A scene from the YouTube video, “Labels—The Asian, American Divide.”

It was lunch time, my least favorite time of the day. I was holding the tray in my hands, awkwardly standing at the center of the cafeteria at my New Jersey high school not knowing where to sit: the white tables, the Black tables, or the Asian tables. I wasn’t comfortable sitting with any of them. Although I’m Asian, I am a FOB. FOBs are different from Asian Americans.

FOB—”fresh off the boat”—refers to Asian immigrants who just arrived in the United States, and have yet to assimilate into American culture. As a Taiwanese girl who was born and raised in Taiwan until she went to New Jersey for high school at age 16, the label “FOB” has followed me ever since.

The discussions have ignited within and outside Asian communities with the airing of ABC’s new sitcom, Fresh Off The Boat.

“I think it’s kind of an offensive term,” said Anh Hyunh, a Vietnamese student in her senior year at the University of Washington.

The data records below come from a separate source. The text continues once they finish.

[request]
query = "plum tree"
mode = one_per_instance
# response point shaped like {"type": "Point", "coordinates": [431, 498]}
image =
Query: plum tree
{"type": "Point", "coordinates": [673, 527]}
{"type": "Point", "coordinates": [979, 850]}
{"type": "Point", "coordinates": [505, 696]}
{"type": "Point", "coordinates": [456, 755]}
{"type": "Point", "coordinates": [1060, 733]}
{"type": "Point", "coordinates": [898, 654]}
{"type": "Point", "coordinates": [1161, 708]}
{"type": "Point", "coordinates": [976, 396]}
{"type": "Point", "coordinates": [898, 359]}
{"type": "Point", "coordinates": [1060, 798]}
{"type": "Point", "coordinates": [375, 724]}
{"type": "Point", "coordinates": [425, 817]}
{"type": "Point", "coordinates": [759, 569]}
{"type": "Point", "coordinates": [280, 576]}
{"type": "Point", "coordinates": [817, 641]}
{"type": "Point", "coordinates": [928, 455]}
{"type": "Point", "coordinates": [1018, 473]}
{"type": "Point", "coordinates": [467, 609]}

Hyunh immigrated to the United States when she was 15. “Why don’t we call people who first got here from the Mayflower? Why do we use it for Asian people? I don’t think it’s fair.”

Coming to Seattle for college makes the barriers between international students coming from Asia and Asian-American students even more apparent.

Walking into Odegaard library at the University of Washington, many groups of Asian students are scattered around all floors, studying and chitchatting, sometimes in English, but sometimes it’s Mandarin, Cantonese, Korean, or Vietnamese. Many people can’t tell the differences between Asian nationalities and assume that all Asians share the same culture and stay in a huge Asian bubble together. However, international students, also known as the FOBs, and Asian Americans barely hang out: We often stay within our own separated Asian bubbles.

Asian Americans and international students don’t think of interacting with each other because their groups are self-contained and big enough, said Ted Chen, a Taiwanese American from Atlanta and an officer of the Taiwanese Student Association at UW.

Stereotypes also create distance between Asian Americans and Asian international students. In the video “Labels—The Asian, American Divide,” a Chinese international student, representing the FOB group labels Chinese Americans as boastful, materialistic, wasteful and selfish. The other character, a Chinese American, labels the FOB group as having bad English and bad style and being nerdy.

Hyunh experienced the cultural differences Asian Americans and FOBs when she first came to America during her freshmen year in high school.

“In Vietnam, I don’t wear makeup at all,” Hyunh said. “Coming here and going to high school, seeing these 16 year olds wearing a lot of makeup and dyeing their hair blonde, it was really a shock to me that they are Vietnamese American, they are like me, but I don’t think I’ll get along with them.”

Identities in the two groups are complicated.

Many FOBs want to be somehow Americanized. We as international students try hard to show that we care so much about the Seahawks, even though we didn’t grow up watching American football or going to Superbowl parties. We pretend that we know about the Washington State University and UW tension when we don’t even know how it started. But look at the numbers of Asian international students on Greek Row—hardly any. We will never be “Americans” of any kind, not even Asian Americans.

Asian Americans, however, are still underrepresented in the media and they are still hoping to be treated the same as other races. And for those who want to fit in with the mainstream American culture, the heritage we carry from Asia makes it difficult.

Many international students, like myself, attempted to be friends with Asian Americans, but some of them tended to stay away from us, consciously or unconsciously. It might be because of our accents, how we dress, or simply because we remind them of the unpleasant childhood experiences they had being the victims of racism.

There are definitely solutions to overcoming this barrier. When Asian Americans understand the hardships FOBs have to go through as international students in the United States, they will be able to appreciate the cultures they carry from their ancestors’ motherlands. But at the same time, the FOBs need to know that Asian Americans have their own difficulties dealing with racism while growing up as well, and that it’s an ongoing battle.

UW alumni and Youtubers David and Andrew Fung—The Fung Brothers—once made a video called “Don’t Hate FOBs,” reminding Asian Americans that “FOBs are your parents” and they should embrace Asian culture instead of shying away from it.

Asian Americans and Asian international students seldom hang out or interact so it seems like there is no problem. But there is a problem, and it needs to be resolved. Both groups should have better understandings and be friends with each other.

Era Schrepfer, the executive director of The Foundation for International Understanding Through Students (UW FIUTS), said that they have noticed the gap between international students and domestic students who are tied to the same country, and FIUTS encourages students to be open and honest, and to assume that everyone has good intentions.

“You don’t always have to agree to be friends,” Schrepfer said.

Asians are already minorities in American society, and we should not let our rich heritage tear us apart.